But could Haley handle it? After all this time, could she face the man who’d fathered her child? The man she’d loved as long as she could remember?
She could.
She had to!
Spinning, she bolted for the front door. Sean followed hard on her heels.
“Where are you going?”
“To find Luke Callaghan.”
“No way! You’re not setting foot outside this safe house.”
“Safe?” Whirling, she leapt to the attack. “What’s safe about it? Frank knows where I am. He got through your command center’s elaborate electronic screens with one call. If he wanted to, he could probably order one of his goons to launch a shoulder-held missile from a mile away and put it through that window right now.”
The fact that they both knew she was right didn’t lessen Sean’s bulldog stance. “We’ve made it this far together, Dai—Haley. Don’t give up on me now.”
“I’m not giving up. I’ve just decided to play the game by Frank’s ground rules.” Icy resolve coated every word. “He wants two million dollars. As you pointed out, he’s not likely to hurt me or my child until I deliver it. And I do intend to deliver it. With Luke Callaghan.”
“Christ! Callaghan’s a good man. A war hero, no less. But he can’t see a red flag waved two inches in front of his face.”

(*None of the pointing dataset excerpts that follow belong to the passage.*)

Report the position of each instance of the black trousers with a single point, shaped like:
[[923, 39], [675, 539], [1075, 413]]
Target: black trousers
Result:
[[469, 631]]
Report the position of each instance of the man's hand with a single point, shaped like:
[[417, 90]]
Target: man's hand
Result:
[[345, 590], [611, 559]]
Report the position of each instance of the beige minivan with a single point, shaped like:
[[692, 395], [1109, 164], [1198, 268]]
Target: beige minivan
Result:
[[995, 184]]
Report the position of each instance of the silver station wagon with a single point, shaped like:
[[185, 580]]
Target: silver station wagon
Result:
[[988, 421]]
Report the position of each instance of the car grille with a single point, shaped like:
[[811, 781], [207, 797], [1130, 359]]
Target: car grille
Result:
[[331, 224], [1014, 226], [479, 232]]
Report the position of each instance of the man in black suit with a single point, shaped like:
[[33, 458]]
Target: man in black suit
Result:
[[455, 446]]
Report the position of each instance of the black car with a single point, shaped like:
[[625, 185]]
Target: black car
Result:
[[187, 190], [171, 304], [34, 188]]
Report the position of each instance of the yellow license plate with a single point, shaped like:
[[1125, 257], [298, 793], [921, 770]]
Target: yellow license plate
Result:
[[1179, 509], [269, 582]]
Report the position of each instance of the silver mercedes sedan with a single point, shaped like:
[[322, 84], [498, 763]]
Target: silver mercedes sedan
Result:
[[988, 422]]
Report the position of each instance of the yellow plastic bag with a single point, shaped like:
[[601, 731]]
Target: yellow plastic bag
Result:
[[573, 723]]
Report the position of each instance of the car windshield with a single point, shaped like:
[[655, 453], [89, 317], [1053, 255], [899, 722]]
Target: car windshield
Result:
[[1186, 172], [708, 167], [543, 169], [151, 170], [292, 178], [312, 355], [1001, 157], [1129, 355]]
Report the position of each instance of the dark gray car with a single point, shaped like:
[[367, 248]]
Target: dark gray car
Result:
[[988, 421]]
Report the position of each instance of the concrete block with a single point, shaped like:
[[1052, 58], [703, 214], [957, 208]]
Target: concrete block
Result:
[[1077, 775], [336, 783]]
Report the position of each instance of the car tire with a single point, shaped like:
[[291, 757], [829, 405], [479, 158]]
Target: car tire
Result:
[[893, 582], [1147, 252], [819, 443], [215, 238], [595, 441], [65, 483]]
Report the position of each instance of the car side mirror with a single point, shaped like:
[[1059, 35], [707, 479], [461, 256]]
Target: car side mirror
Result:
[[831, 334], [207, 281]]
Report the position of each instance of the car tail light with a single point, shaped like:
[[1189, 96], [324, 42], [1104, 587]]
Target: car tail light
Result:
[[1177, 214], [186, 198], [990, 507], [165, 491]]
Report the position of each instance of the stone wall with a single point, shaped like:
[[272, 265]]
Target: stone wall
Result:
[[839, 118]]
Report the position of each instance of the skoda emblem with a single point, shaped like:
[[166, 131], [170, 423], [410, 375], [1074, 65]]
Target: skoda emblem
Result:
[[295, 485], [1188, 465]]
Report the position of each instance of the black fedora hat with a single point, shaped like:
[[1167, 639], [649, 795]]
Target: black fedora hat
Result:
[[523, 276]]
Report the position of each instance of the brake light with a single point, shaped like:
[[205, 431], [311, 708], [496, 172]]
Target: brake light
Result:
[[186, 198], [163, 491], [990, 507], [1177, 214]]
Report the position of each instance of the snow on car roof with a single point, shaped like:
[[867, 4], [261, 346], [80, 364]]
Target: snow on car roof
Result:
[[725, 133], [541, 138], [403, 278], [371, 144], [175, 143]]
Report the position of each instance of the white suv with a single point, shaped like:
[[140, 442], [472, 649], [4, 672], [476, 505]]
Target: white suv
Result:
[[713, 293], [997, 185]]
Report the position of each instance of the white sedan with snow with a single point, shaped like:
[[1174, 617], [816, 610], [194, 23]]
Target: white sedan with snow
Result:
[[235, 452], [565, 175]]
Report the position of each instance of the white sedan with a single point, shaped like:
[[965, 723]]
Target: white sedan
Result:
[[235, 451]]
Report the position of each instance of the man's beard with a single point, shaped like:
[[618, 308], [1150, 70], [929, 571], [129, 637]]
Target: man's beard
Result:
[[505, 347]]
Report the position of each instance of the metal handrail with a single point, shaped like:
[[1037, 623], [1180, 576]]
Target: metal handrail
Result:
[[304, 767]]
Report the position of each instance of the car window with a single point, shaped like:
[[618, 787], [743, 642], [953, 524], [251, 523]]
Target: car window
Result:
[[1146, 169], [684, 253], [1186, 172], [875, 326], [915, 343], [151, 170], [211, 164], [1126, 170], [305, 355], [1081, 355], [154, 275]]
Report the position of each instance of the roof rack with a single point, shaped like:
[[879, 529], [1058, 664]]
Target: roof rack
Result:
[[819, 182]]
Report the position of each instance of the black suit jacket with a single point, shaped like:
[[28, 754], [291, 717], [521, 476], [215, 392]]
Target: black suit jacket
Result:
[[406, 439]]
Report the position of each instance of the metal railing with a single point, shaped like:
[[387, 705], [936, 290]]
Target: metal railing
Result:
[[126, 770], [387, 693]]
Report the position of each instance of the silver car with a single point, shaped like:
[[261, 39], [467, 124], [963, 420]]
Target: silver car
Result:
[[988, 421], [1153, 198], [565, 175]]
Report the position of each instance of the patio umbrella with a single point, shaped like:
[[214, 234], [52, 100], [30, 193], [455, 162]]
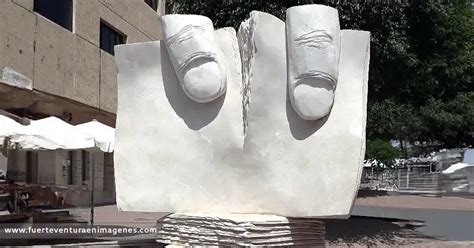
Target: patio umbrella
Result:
[[51, 133], [104, 136]]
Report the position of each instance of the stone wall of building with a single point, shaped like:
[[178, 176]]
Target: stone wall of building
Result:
[[71, 64]]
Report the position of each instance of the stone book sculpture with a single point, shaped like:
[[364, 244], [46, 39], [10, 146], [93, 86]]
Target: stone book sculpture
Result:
[[268, 120]]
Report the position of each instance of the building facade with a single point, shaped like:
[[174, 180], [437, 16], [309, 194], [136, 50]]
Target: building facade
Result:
[[61, 55]]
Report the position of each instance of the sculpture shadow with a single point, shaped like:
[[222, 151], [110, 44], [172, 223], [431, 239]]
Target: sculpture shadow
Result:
[[195, 115], [299, 128]]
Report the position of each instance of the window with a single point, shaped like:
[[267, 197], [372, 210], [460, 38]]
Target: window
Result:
[[153, 4], [70, 168], [109, 38], [84, 166], [58, 11]]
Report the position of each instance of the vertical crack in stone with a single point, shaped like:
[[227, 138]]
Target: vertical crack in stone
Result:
[[247, 54]]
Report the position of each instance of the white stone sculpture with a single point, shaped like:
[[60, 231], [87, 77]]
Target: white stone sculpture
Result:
[[248, 151], [195, 55], [313, 38]]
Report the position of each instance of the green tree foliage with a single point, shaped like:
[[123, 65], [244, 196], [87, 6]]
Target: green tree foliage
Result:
[[421, 68], [382, 151]]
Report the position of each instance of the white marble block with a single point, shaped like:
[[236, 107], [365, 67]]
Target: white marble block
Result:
[[247, 151]]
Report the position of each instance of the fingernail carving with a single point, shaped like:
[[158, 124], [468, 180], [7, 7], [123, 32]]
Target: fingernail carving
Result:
[[313, 48], [195, 55]]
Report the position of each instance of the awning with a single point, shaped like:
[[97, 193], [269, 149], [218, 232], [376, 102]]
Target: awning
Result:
[[103, 135], [52, 133]]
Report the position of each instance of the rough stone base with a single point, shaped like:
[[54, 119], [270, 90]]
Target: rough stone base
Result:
[[239, 230]]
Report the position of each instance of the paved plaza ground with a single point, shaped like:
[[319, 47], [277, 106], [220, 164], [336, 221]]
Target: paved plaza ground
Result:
[[449, 221]]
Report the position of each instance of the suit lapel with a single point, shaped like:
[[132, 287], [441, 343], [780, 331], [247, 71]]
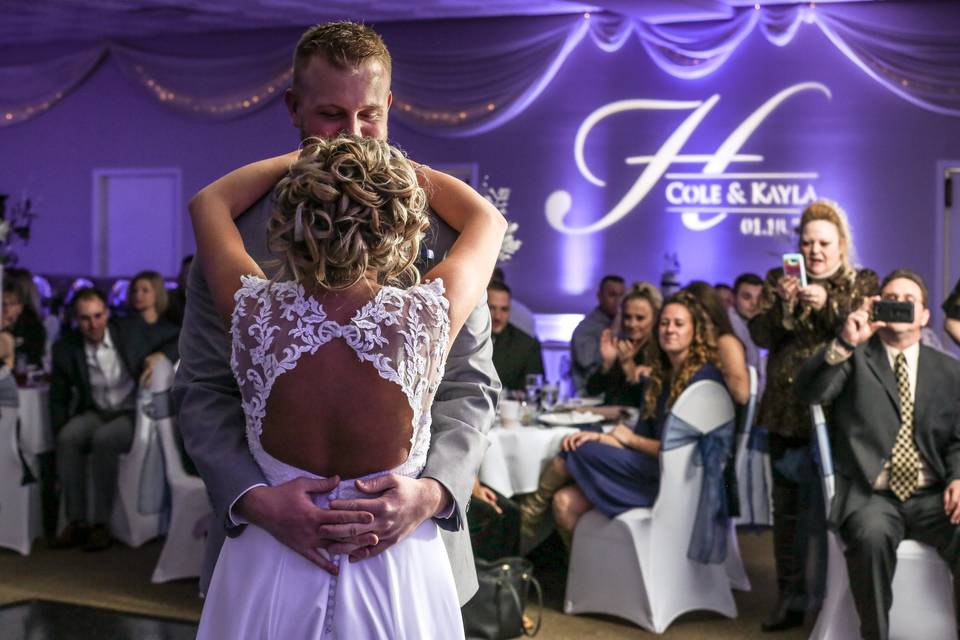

A new ache pierced Haley’s heart, adding another layer to the hurt and guilt and fear she’d carried for so long. Seeing the pain on her face, Sean backpedaled gruffly.
“Look, I’ll admit Callaghan has moved mountains to help us find Lena. Once DNA tests indicated that he was her father, he let us tap his phones. He offered to provide the ransom, when and if it was demanded. He even volunteered the theory that he was the source the kidnappers intended to milk right from the start. With all his millions, it was certainly a distinct possibility.”
More than a possibility. Since Lena had been taken just days before Luke returned to Mission Creek, everyone on the task force initially suspected his vast wealth had sparked the kidnapping.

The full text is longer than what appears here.